Отдельная крутая лестница вела на самый верх, в деревянный терем.
— В бане парить стану завтра, — пообещала вдова. — И кормить тоже. Сейчас поздно, да и баллон надо переставлять. У меня газ кончился… Поднимайся в булыгинскую светлицу, там постелено. И шевелись, станция сама выключится. В потёмках шарить придётся.
Сбросила с себя верхнюю одежду и, охая, кряхтя, полезла на печь.
Хоть бы чаем напоила!
По скрипучей лестнице Ражный поднялся наверх и оказался в средневековых, почти боярских апартаментах. Он повесил котомку с имуществом на крюк вешалки у входа и, не снимая куртки, пошёл осматривать чужое жилище. Перегородок не было, потолки поддерживали толстенные витые колонны, однако ложе вовсе не царское — аскетичное, принадлежащее араксу: шкура снежного барса и толстое суконное одеяло. Боевые атрибуты покойного вотчинника, символы побед на ристалище — пояса побеждённых соперников — были развешаны в изголовье. Лампочки погасли, но когда он разделся и лёг, ощутил под головой свёрнутую жёсткую кошму и неожиданный обволакивающий запах лаванды. Вотчинник Булыга, вероятно, был гурманом, ценителем тонких ароматов и набил подушку цветами, а не осокой или полынью, чтоб блохи не заводились и бодрилось дыхание. Возможно, и ристалище ими засеивал, искренне веруя, что покров на земле способствует победе.
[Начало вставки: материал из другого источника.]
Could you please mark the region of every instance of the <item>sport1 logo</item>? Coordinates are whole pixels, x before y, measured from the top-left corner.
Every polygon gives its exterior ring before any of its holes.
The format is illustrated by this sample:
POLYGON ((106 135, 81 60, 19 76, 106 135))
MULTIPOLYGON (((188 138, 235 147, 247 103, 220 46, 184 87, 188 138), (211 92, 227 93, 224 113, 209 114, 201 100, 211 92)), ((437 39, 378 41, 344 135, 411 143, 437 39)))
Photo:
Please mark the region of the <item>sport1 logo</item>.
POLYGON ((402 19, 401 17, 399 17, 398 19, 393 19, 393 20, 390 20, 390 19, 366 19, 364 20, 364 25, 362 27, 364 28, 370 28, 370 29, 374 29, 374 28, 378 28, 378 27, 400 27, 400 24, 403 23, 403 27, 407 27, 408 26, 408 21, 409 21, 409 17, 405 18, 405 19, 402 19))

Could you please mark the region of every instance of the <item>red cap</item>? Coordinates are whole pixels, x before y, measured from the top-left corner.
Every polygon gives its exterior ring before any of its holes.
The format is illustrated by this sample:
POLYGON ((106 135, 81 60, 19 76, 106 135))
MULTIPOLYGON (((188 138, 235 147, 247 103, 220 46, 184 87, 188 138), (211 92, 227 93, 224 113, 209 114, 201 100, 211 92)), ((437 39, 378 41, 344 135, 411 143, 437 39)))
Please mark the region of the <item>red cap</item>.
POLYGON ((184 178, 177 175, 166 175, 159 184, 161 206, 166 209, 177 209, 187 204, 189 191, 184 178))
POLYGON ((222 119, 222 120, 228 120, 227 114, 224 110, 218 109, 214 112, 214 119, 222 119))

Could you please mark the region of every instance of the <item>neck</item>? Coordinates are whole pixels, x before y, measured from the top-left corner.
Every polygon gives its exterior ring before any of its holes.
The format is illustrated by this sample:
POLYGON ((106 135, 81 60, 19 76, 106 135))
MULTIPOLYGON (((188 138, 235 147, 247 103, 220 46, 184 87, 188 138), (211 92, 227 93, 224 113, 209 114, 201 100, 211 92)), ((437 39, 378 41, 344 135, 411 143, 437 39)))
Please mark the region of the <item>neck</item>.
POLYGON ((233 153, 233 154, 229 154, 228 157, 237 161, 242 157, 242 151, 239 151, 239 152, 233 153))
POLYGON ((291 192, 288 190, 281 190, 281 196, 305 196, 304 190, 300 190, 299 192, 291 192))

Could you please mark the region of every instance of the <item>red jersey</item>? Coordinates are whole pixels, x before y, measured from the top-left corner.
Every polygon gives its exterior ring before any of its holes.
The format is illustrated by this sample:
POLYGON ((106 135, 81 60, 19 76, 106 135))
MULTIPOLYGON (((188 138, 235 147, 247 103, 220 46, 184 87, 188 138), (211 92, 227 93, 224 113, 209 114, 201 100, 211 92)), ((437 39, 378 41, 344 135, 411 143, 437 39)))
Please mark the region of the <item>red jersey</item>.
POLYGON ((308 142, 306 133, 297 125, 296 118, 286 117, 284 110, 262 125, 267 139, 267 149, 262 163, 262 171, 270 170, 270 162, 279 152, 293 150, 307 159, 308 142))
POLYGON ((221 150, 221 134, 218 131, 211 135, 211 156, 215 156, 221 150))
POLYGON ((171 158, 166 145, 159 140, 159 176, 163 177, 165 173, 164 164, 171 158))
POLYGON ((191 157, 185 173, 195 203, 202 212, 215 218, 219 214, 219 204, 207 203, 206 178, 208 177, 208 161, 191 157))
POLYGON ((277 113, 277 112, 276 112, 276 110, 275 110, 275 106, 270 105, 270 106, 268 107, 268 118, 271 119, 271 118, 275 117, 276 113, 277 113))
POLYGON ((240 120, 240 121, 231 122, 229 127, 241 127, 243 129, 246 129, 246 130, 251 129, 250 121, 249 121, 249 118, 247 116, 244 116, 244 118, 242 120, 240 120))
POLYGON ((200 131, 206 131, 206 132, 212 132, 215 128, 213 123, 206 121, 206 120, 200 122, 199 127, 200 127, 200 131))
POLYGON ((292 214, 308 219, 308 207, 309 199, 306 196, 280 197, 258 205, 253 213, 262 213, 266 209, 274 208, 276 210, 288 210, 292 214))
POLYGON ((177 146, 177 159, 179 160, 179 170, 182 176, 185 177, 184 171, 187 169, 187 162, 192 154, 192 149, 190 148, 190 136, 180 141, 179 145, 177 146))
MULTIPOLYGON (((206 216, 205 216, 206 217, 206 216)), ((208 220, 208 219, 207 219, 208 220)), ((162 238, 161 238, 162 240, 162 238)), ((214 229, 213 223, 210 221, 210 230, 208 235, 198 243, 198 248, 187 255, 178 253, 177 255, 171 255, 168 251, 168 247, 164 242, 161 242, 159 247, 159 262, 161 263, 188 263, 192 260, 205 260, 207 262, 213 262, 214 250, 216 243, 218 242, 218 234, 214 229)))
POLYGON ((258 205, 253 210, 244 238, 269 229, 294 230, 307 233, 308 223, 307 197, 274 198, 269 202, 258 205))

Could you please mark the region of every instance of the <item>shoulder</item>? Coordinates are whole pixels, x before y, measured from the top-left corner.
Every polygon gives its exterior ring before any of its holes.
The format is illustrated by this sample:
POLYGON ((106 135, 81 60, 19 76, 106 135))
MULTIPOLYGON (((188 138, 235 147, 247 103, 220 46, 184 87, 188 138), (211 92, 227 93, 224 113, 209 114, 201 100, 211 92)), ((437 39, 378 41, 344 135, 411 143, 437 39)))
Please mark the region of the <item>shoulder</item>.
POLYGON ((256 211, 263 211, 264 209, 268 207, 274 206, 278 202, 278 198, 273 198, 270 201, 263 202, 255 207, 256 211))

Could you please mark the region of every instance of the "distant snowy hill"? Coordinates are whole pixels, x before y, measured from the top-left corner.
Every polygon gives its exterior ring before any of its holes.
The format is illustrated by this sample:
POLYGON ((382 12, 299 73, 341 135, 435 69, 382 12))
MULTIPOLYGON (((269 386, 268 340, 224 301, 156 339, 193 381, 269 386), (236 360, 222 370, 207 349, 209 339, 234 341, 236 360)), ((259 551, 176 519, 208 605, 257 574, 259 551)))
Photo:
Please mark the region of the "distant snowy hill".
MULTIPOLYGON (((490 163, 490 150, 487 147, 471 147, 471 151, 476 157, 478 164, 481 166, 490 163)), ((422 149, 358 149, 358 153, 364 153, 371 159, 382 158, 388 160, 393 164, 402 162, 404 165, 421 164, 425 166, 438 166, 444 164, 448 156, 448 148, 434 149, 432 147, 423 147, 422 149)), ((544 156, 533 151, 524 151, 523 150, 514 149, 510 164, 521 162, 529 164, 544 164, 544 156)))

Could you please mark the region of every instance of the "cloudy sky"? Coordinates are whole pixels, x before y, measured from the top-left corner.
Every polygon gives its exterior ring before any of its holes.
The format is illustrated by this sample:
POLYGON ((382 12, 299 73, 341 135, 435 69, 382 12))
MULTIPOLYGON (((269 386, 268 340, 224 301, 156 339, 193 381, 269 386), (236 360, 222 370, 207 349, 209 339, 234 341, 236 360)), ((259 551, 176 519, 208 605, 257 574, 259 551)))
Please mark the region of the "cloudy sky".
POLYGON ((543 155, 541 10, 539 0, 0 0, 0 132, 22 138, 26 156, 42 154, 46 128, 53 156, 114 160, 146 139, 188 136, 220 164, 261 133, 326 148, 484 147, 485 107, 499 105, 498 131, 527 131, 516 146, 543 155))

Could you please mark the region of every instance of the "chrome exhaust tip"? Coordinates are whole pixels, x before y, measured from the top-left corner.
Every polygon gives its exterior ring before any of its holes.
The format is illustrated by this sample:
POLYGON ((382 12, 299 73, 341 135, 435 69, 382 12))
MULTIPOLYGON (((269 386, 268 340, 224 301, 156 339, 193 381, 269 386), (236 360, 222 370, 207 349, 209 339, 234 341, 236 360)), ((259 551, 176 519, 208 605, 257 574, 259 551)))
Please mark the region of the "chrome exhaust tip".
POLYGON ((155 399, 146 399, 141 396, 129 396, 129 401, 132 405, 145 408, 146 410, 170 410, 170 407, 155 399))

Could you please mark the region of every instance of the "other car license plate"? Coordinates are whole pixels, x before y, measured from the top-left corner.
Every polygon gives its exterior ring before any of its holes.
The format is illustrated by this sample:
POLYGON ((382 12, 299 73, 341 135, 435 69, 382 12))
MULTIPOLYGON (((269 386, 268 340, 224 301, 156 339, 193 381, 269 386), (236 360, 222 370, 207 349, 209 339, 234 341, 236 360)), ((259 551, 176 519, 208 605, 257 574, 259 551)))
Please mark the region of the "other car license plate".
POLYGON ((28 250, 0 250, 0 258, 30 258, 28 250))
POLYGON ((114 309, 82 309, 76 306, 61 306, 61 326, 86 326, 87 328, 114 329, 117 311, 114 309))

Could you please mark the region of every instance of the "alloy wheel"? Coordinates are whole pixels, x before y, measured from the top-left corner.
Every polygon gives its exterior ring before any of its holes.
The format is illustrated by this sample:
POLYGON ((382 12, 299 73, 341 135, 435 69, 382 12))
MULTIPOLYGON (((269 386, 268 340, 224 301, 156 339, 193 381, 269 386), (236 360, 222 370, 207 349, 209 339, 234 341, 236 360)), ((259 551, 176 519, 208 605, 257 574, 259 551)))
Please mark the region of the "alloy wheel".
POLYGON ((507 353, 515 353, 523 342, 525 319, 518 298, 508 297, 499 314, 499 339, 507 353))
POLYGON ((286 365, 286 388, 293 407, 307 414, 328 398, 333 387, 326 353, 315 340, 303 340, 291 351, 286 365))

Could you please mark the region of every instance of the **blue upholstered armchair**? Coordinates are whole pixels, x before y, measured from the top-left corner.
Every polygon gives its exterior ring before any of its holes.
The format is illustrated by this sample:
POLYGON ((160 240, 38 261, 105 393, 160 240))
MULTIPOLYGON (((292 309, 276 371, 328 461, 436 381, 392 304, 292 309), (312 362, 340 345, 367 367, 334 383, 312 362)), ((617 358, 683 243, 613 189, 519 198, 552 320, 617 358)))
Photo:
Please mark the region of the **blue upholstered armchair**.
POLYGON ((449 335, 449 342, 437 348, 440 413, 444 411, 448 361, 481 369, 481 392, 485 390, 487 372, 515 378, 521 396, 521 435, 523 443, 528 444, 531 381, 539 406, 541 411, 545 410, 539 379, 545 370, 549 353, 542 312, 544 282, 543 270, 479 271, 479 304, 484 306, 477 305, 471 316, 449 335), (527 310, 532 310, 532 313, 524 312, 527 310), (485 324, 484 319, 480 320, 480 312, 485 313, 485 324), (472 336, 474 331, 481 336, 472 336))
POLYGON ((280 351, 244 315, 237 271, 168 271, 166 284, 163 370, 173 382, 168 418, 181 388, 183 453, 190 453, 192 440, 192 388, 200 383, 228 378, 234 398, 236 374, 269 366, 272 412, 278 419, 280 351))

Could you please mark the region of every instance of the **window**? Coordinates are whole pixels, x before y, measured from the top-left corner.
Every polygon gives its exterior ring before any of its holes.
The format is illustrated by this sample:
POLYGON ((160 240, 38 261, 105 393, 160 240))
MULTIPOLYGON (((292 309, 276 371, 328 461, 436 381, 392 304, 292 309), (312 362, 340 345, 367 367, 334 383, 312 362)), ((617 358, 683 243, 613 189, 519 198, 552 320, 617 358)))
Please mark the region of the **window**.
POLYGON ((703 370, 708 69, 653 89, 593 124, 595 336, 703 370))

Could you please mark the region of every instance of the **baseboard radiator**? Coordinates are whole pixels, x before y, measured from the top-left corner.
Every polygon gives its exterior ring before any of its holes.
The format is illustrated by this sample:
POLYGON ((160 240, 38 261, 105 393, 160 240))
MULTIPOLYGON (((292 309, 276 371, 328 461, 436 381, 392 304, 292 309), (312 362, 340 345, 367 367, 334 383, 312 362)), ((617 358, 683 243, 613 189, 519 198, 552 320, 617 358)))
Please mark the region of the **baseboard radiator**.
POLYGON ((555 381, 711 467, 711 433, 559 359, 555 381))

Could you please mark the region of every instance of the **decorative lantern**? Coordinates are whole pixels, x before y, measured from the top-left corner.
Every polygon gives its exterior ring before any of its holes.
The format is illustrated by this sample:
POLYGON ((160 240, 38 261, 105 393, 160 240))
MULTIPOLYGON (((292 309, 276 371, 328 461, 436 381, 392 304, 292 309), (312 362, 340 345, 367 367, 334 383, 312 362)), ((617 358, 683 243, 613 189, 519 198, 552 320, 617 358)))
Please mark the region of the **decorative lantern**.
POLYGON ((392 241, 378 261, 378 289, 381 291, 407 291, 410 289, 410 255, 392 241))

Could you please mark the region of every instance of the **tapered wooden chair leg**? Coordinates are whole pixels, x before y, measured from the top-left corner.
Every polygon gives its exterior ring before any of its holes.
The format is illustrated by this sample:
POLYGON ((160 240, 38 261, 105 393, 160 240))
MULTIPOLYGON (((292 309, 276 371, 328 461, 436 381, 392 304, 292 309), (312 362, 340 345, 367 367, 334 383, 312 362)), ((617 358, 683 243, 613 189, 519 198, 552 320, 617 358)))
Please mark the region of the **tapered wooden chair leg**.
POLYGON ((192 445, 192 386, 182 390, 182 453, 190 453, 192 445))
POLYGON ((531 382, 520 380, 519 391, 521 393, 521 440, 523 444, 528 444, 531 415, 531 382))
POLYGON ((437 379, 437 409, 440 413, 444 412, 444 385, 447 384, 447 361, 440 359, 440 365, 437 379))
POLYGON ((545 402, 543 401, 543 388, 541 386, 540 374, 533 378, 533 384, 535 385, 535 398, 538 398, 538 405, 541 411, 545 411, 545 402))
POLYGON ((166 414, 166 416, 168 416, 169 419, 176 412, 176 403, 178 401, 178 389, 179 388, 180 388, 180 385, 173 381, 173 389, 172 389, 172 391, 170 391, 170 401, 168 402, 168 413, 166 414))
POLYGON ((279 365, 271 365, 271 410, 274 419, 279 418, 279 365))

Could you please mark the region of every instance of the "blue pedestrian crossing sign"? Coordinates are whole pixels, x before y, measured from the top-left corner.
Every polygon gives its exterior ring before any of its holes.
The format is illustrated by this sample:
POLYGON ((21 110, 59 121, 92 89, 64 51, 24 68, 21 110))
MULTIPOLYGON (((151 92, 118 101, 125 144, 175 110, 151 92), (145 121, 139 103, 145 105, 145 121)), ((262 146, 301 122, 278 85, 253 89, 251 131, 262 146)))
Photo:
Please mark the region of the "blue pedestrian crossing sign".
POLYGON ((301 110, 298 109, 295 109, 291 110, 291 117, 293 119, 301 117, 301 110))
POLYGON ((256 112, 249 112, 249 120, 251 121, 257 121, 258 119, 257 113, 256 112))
Впервые за много дней он лежал не на вагонной шаткой полке, не на трясучем сиденье машины — на домашней незыблемой кровати, возможно потому долго не мог уснуть. Ко всему прочему мешали чужие запахи жилья, осознание своей бродячей доли и неустроенности. А ещё недавно, пробираясь в Ражное урочище из Сирого, он с основательностью вотчинника мечтал, как привезёт Дарью в свой дом, поправит осиротевшее хозяйство и начнёт принимать вольных поединщиков на своём родовом ристалище. Теперь был сам настолько вольным, что становилось неуютно и тоскливо, как всякому лесному жителю, вдруг оказавшемуся в бескрайней, незнакомой степи.